Recently, there has been significant attention focused on utilizing captured CO2 to produce valuable materials. An example is sequestering CO2 through mineral carbonation and converting it into a commercially valuable product (Jang et al., 2016. Constr Build Mater, vol. 127, pp. 762–773, Elsevier Ltd). A case in point is using CO2 as an input in concrete manufacturing process. Concrete is produced by combining cement, water, and various types of solid aggregates (such as sand and crushed rock or stone) in a mixing container. CO2 can be utilized and permanently sequestered in concrete through the formation of carbonates by the reaction of CO2 with minerals such as calcium oxide or magnesium oxide (Winnefeld et al., 2022. Curr Opin Green Sustain Chem, vol. 38:100672). This process typically takes place naturally in conventional concrete using atmospheric CO2 and at a slow rate. This is because the CO2 in the air can only penetrate the concrete at a rate of few millimeters per year (Alberici et al,. 2017. Ecofys UK, Ltd.). Current curing technologies such as using liquid CO2 and pressurized CO2 gas have all been explored to both accelerate the process and a greater extent of curing. These methods have had limited success.
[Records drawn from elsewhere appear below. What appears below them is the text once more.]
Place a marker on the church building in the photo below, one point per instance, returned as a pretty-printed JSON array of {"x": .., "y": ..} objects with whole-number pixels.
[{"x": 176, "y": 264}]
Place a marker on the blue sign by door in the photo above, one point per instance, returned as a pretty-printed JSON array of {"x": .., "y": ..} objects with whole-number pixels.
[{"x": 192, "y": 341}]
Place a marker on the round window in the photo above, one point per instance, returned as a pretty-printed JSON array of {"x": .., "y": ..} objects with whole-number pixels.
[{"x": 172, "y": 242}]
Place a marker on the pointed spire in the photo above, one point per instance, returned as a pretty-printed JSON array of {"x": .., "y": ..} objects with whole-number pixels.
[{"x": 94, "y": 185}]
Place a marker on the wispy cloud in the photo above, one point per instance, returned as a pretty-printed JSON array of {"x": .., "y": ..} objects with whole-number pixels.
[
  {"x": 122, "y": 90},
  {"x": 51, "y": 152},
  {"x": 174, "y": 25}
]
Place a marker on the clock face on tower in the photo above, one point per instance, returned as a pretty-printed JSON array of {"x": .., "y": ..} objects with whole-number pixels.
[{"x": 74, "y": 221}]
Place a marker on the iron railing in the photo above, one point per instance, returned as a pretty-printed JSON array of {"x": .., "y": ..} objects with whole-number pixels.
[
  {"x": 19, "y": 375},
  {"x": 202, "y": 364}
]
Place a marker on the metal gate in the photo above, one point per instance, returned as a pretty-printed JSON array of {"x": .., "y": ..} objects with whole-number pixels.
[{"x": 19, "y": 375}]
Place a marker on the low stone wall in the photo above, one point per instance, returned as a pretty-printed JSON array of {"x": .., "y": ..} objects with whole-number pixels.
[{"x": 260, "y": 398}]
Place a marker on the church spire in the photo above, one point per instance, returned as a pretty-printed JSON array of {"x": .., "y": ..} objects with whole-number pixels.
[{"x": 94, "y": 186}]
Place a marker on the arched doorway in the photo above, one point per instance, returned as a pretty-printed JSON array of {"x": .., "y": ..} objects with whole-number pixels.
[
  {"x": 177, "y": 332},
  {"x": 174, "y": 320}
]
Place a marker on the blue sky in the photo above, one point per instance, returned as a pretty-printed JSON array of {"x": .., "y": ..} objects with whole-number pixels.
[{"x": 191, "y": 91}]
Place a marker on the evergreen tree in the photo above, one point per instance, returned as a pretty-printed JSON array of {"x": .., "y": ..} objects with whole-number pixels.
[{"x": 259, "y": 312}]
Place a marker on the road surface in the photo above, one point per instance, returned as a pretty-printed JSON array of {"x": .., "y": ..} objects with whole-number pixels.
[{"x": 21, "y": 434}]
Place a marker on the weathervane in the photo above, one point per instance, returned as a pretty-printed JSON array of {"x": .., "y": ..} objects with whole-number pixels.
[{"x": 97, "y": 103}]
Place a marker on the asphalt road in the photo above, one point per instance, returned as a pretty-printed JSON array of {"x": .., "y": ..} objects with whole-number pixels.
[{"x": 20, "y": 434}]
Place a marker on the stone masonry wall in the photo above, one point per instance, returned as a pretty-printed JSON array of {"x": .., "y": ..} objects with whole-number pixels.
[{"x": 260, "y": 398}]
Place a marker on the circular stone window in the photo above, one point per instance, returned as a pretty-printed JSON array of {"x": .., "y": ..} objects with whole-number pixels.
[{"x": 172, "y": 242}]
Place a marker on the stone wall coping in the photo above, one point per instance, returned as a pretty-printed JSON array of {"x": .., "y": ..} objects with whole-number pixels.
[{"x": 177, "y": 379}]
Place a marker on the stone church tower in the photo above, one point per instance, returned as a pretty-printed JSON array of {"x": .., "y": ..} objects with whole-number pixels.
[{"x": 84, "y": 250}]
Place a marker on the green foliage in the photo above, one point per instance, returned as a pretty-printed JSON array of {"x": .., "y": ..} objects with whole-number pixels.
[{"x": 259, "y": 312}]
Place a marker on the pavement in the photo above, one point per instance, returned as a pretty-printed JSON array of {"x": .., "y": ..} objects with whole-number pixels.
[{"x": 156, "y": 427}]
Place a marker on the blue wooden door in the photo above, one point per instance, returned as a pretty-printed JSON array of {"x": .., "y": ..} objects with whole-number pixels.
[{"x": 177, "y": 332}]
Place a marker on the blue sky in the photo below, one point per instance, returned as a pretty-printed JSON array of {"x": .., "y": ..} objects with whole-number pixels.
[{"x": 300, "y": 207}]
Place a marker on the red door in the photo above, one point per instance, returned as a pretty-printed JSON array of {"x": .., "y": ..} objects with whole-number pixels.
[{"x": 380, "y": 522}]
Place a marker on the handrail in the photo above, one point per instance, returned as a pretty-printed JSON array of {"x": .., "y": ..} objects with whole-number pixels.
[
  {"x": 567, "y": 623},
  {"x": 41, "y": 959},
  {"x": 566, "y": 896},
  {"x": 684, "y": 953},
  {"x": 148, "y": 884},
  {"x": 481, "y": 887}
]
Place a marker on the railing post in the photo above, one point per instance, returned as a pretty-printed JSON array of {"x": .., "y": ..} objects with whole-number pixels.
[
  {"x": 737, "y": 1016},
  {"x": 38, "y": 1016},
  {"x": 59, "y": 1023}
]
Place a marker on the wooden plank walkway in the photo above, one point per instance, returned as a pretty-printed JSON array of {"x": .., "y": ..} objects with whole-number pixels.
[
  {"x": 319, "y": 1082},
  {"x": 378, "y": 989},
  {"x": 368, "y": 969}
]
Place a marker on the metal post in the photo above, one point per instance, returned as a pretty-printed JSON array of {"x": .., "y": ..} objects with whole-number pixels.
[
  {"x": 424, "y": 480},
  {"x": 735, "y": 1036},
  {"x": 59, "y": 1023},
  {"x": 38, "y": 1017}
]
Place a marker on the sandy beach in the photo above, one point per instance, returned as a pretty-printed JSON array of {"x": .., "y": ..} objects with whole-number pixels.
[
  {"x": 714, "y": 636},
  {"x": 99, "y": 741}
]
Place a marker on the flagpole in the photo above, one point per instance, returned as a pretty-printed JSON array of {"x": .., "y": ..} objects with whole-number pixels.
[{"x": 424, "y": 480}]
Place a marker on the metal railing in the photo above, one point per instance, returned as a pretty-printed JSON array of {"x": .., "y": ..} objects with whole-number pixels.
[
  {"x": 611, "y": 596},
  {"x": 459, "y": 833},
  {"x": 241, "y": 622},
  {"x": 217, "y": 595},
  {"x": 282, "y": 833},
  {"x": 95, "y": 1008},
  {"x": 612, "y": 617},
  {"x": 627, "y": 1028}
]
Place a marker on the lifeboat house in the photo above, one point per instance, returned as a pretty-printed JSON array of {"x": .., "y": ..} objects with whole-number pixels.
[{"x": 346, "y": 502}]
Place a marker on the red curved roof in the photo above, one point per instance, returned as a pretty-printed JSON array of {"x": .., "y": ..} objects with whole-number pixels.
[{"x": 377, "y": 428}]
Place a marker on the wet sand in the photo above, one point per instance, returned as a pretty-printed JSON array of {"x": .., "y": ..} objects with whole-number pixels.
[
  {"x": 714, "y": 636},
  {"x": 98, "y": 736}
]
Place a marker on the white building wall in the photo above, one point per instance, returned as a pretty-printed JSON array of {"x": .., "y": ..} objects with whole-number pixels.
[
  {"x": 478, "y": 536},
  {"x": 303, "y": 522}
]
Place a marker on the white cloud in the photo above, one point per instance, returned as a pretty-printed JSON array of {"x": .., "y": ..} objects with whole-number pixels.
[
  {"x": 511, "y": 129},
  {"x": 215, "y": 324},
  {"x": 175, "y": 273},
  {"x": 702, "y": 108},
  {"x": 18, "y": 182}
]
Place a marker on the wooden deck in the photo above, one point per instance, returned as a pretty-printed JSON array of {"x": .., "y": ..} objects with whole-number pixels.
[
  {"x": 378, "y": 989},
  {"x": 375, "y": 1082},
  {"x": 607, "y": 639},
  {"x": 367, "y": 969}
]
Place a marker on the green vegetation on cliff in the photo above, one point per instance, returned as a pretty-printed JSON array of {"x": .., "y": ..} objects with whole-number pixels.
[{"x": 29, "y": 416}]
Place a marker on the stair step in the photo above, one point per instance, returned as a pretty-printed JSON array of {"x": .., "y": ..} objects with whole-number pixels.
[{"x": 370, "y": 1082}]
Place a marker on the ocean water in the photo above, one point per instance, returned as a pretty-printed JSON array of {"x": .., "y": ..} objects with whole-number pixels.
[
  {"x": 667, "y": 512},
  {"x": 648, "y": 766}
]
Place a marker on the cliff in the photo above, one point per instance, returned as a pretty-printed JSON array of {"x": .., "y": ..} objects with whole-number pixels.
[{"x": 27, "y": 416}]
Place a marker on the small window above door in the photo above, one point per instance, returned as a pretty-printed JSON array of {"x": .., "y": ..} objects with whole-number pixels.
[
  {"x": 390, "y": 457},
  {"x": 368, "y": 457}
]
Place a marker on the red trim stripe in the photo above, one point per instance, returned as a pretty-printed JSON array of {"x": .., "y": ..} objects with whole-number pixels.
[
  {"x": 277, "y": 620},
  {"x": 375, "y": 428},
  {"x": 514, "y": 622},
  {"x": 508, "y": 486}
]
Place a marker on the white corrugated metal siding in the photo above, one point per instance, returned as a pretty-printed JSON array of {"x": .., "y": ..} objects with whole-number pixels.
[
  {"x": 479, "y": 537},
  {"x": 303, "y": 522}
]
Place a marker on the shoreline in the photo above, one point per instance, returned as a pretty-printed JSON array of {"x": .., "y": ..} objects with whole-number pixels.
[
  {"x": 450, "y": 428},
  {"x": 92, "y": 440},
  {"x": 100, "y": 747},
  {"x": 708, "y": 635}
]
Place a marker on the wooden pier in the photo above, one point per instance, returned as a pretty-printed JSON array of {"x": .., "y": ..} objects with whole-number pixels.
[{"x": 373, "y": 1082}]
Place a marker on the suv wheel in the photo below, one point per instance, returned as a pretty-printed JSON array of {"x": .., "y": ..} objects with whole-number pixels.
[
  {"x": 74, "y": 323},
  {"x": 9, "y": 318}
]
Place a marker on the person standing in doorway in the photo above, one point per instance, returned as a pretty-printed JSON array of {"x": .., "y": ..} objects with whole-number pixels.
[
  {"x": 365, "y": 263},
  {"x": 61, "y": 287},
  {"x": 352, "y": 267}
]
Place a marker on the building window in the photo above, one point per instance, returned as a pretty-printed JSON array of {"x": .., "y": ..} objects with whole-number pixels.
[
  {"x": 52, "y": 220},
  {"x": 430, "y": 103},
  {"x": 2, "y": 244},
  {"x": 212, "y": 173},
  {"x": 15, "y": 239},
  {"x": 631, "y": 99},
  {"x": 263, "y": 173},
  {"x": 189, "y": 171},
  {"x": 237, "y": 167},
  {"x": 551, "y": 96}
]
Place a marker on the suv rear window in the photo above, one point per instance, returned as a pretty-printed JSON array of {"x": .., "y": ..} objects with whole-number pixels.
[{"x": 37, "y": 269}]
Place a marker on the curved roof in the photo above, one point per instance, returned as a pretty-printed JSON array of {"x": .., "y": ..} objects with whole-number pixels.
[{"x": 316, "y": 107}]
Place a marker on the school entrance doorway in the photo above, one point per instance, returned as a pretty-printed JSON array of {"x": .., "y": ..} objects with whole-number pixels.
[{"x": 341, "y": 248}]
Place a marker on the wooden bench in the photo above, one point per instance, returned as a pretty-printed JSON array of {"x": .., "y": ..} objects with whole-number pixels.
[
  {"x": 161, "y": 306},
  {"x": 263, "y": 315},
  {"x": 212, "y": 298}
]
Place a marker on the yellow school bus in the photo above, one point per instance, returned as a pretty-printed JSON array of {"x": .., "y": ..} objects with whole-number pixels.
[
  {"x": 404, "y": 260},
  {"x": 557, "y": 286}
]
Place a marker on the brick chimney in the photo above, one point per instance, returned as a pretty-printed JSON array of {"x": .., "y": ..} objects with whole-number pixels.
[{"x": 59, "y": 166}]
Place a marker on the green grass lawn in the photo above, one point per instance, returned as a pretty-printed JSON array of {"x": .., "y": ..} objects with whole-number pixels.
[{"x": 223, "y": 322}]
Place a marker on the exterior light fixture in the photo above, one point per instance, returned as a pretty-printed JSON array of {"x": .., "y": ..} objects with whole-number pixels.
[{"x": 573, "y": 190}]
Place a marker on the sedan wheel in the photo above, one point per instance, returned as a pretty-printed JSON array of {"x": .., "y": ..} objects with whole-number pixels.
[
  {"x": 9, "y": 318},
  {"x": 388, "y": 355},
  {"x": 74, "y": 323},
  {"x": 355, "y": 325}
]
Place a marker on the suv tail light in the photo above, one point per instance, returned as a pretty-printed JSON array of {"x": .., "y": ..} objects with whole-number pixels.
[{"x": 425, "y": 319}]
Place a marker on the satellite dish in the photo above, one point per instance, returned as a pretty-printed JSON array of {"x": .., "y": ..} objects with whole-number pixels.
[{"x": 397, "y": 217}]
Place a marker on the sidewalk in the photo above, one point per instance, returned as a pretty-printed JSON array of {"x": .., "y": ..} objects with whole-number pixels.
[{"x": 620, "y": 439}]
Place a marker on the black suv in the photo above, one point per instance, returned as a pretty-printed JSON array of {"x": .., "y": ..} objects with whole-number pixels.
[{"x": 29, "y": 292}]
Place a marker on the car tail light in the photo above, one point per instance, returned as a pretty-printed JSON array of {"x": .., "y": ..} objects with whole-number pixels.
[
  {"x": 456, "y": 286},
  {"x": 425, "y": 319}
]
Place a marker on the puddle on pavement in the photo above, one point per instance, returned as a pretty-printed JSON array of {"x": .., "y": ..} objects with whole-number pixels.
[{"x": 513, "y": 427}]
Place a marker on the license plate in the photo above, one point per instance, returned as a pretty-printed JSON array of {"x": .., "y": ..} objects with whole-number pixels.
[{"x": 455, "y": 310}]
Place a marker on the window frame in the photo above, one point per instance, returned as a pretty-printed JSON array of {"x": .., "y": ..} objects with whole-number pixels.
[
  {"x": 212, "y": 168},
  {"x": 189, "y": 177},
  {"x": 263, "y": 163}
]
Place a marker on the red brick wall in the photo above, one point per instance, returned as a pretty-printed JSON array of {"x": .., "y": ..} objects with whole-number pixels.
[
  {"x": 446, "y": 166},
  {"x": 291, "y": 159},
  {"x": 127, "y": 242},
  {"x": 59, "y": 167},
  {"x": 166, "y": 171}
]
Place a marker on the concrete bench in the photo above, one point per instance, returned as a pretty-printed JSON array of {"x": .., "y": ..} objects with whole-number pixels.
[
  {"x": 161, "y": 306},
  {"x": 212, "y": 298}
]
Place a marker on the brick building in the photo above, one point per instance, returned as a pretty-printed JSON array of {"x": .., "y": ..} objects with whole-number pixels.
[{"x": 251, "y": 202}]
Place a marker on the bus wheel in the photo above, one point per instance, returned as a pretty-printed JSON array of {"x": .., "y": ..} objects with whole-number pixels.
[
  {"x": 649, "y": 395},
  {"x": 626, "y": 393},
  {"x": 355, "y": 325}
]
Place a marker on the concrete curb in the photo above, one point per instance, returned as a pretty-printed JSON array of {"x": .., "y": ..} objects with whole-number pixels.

To improve carbonation or curing of concrete and employ it as a pathway for CO2 utilization, an aqueous inorganic solvent (Sam Rhule, 2023. Faculty of Graduate Studies and Research, University of Regina, pp. 104) was used to absorb CO2 from flue gas emanating from cement production industry. Following the absorption of CO2, the resulting CO2-rich aqueous inorganic solvent was directly utilized in concrete making. During this study, two different types of concrete were produced to assess the feasibility of this approach. One of the concretes labelled conventional concrete was composed of regular sand, cement, rocks and water. The other type of concrete was produced by replacing the water in the conventional concrete with the CO2-loaded solvent. The concrete produced using the CO2-loaded solvent had a higher compressive strength and accelerated curing (i.e. shorter curing time) compared to the control mix or the conventional concrete. This finding suggests that the incorporation of the CO2-loaded solvent penetrated deeper and yield a significantly higher extent of curing and shortened curing time of the concrete.